彼女は長い年月を掛けて、世界中から様々なアイテムを集めるコレクターであった。そして自分の集めたグッズに囲まれて暮らすのを夢見てこの塔に住みついたわけだ。
「儂はただ、レアグッズを眺めながら一人静かに引きこもっていたいだけだというのに・・・」
「マスター、それは難しいかと」
使い魔が横から口を挟む。
「この塔の話は風よりも速く、日々人間たちの世界に広まっております。それと言うのもマスターが今なおアイテムの蒐集を続けているからですぞ」
「し、仕方ないじゃろ。欲しいものは次から次へと出てくるんじゃし」
「限度というものがあります。この世界の物だけならまだしも、マスターはその唯一無二の異世界に渡る能力で方々から物を持ってきすぎです!」
「だから!欲しくなるのは仕方ないと言っておるじゃろ!」
「異世界では大した価値が無い物でも、この世界では至高の宝になってしまうのです!だからこの塔が世界中から注目を集めてしまうのですよ」
「ぐっ・・・」
使い魔の言うことが正論すげて彼女は一言も言い返せなかった。
静かに暮らしたい。趣味である蒐集もしたい。でもそれをすると静かな生活から遠ざかる。この悩みが彼女を数百年悩まし続け、今だに解決の道が見えなかった。
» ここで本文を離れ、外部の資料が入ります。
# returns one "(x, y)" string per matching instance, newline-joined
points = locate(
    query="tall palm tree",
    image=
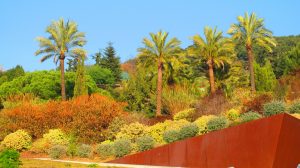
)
(64, 37)
(159, 50)
(248, 31)
(214, 49)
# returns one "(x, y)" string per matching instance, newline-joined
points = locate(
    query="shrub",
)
(274, 108)
(122, 147)
(105, 149)
(232, 114)
(18, 140)
(294, 108)
(132, 132)
(187, 114)
(171, 136)
(84, 116)
(57, 151)
(189, 130)
(85, 150)
(145, 143)
(9, 159)
(217, 123)
(249, 116)
(202, 121)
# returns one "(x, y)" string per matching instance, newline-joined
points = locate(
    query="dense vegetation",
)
(166, 93)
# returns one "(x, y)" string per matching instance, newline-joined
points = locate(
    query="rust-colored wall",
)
(264, 143)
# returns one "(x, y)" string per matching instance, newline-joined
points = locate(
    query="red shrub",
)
(85, 116)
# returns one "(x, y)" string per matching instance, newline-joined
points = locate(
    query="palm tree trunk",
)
(62, 79)
(211, 77)
(251, 68)
(159, 89)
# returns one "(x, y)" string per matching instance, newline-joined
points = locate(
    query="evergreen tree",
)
(110, 61)
(80, 87)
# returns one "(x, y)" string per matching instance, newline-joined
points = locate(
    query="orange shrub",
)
(84, 116)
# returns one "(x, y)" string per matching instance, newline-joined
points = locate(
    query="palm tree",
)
(248, 31)
(63, 39)
(159, 50)
(214, 49)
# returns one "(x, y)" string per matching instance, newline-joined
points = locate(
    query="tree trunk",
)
(62, 79)
(251, 68)
(159, 89)
(211, 77)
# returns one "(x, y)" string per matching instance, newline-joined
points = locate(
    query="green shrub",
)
(187, 114)
(171, 136)
(57, 151)
(201, 122)
(18, 140)
(145, 143)
(232, 114)
(132, 132)
(274, 108)
(294, 108)
(122, 147)
(105, 149)
(85, 150)
(9, 159)
(249, 116)
(189, 130)
(217, 123)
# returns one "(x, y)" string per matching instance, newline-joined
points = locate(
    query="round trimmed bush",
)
(122, 147)
(294, 108)
(249, 116)
(57, 151)
(10, 159)
(145, 143)
(105, 149)
(189, 130)
(202, 121)
(18, 140)
(186, 114)
(171, 136)
(85, 150)
(217, 123)
(274, 108)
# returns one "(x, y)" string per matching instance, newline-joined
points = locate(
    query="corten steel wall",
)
(265, 143)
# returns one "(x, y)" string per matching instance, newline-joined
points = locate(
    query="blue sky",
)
(125, 23)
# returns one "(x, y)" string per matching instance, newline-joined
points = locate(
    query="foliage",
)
(145, 143)
(10, 159)
(84, 116)
(189, 130)
(105, 149)
(19, 140)
(217, 123)
(132, 132)
(102, 76)
(294, 108)
(57, 151)
(202, 121)
(85, 150)
(122, 147)
(232, 114)
(274, 108)
(265, 79)
(187, 114)
(171, 136)
(249, 116)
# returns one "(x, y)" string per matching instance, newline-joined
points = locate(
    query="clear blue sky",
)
(125, 23)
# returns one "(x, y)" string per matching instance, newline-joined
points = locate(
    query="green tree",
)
(80, 87)
(158, 50)
(215, 50)
(64, 37)
(250, 30)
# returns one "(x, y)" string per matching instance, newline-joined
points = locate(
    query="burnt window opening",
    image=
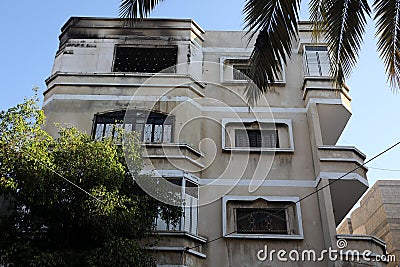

できるのはこの塔に挑んでくる冒険者に対して、トラップや使役魔物たちで追い返す、といった対処療法だけだった。
「侵入阻止の結界張っても、なんだかんだで破ってくるしなあ人間どもは。なんでじゃ?なんでそんなに物欲があるんじゃ?強欲者共め!」
「マスターが言える立場ではないかと・・・」
その時、部屋に赤い光が灯り、水晶玉に映像が映し出される。どうやらまた冒険者が塔に入ってきたようだ。
「また人間のようですな」
「懲りんやつらじゃのう。それにしても、この間異世界で手に入れてきた、このセキガイセンセンサーとやらは使えるのう。侵入者が来たらすぐ教えてくれる」
少女は椅子に座ると、水晶玉に向き合う。
彼女の指が空を滑る。指先から発している光が空中に陣を描く。それが塔のトラップ起動のスイッチ。魔物召喚の合図だった。